Midsommar creates a mystical, beautiful, and nightmarish world for our viewing pleasure. It masterfully reveals key information about the community’s religion and customs, which are the most interesting part of the film. Even casual fans of folk horror will find the pagan religion at the center of Midsommar fascinating. That alone is worth the price of admission.
Given the script’s quality, the actors have a lot to work with, and it helps that Midsommar has a stacked cast. Josh (William Jackson Harper) and Mark (Will Poulter) manage to create detailed and interesting characters in a short time. Pelle (Vilhelm Blomgren) balances his character’s hidden motives with his altruistic desires. Jack Reynor plays Christian not as a straight-up douchebag but as a guy who simply doesn’t know what to do in an unpleasant situation, and thus can’t be bothered to make a decision. That’s a tall order for an actor, and he nails it. He nails it. And the villagers…they all seem so united in purpose, so unflinchingly assured of their agenda and what is demanded of them that you never doubt for a moment that they believe what they’re doing is for the best.
But of course, Florence Pugh steals the movie. She’s fearless in her portrayal of painful, unrelenting vulnerability. She creates moments of numb affect and volcanic emotion without sliding into melodrama. That takes skill, especially given the subject matter. Like Toni Collete in Hereditary, Pugh is Midsommar, and I hope she receives a great deal of critical acclaim for the role, though it probably won’t happen. (Horror is so overlooked, even when the acting is astounding. #JusticeforToni.)

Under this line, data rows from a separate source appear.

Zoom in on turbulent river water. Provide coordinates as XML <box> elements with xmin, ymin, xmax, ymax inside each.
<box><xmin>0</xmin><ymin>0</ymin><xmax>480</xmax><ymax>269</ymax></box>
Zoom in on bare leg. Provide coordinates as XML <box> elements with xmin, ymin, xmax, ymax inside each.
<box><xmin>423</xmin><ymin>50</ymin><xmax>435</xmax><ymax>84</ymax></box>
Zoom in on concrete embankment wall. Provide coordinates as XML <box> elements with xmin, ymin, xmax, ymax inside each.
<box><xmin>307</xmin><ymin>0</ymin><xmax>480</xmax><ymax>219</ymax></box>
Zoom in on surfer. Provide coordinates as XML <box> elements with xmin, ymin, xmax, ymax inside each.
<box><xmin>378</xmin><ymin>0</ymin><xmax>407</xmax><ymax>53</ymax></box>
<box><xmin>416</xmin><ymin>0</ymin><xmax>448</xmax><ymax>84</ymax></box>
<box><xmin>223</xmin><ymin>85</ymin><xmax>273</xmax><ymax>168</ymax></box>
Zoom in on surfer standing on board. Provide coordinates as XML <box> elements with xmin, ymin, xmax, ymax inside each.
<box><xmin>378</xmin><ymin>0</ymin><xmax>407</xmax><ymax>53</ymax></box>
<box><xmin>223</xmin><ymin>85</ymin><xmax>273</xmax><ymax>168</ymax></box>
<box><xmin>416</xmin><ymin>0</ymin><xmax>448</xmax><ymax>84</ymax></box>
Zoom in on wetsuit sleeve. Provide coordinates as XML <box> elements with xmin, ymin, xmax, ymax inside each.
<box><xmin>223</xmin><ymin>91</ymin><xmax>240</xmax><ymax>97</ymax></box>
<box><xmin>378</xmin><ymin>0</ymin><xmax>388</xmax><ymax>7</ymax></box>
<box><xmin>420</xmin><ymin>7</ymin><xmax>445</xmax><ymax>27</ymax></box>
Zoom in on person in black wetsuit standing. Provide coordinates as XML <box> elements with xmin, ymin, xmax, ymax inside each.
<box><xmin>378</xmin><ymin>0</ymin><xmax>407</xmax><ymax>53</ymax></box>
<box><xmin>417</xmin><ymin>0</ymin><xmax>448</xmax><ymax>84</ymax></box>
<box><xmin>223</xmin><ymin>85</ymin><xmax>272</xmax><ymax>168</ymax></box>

Unlike Hereditary, however, Midsommar is a bit too cerebral to be scary. Creepily pretty? Yes. Unexpectedly gory? Yes. Damn troubling? Hell yes. But the horrors that played out onscreen never reached into my chest and made me feel that same horror. It felt too distant. As a passive viewer, I felt too removed to feel any vicarious investment. Sure, the same leisurely pacing that dragged down parts of Hereditary is a factor here. But the question of my “vicarious investment” is part of Midsommar’s whole point. It wants to show the viewer where it’s headed. It winks at the viewer, admitting that the film’s narrative is easy to predict from the beginning. After all, Midsommar isn’t trying to shock us with novelty—it wants to make us watch everything unfold in broad daylight without hiding in the shadows.
Midsommar becomes a kind of meta-horror film, including the viewer as a vicarious participant in all its demented ceremonies and rituals, much like the characters have been forced to do. This storytelling choice produces a very different kind of tension, a pointed question about what emotions and thoughts and reactions we might experience during the film. The novelty lies in asking us to question our own contributions to the experience, which carries implications for understanding the film’s insights about reciprocity and community.
For these reasons, Midsommar is a fascinating film that will linger in your thoughts for days to come. But it sacrifices a more emphatic, profound expression of its points by failing to incorporate more horror elements.
At any rate, Ari Aster is a brilliant filmmaker and storyteller. Even when he doesn’t completely nail it, his efforts are a welcome and much-needed counterpoint to the trite remakes that constantly plague horror fans.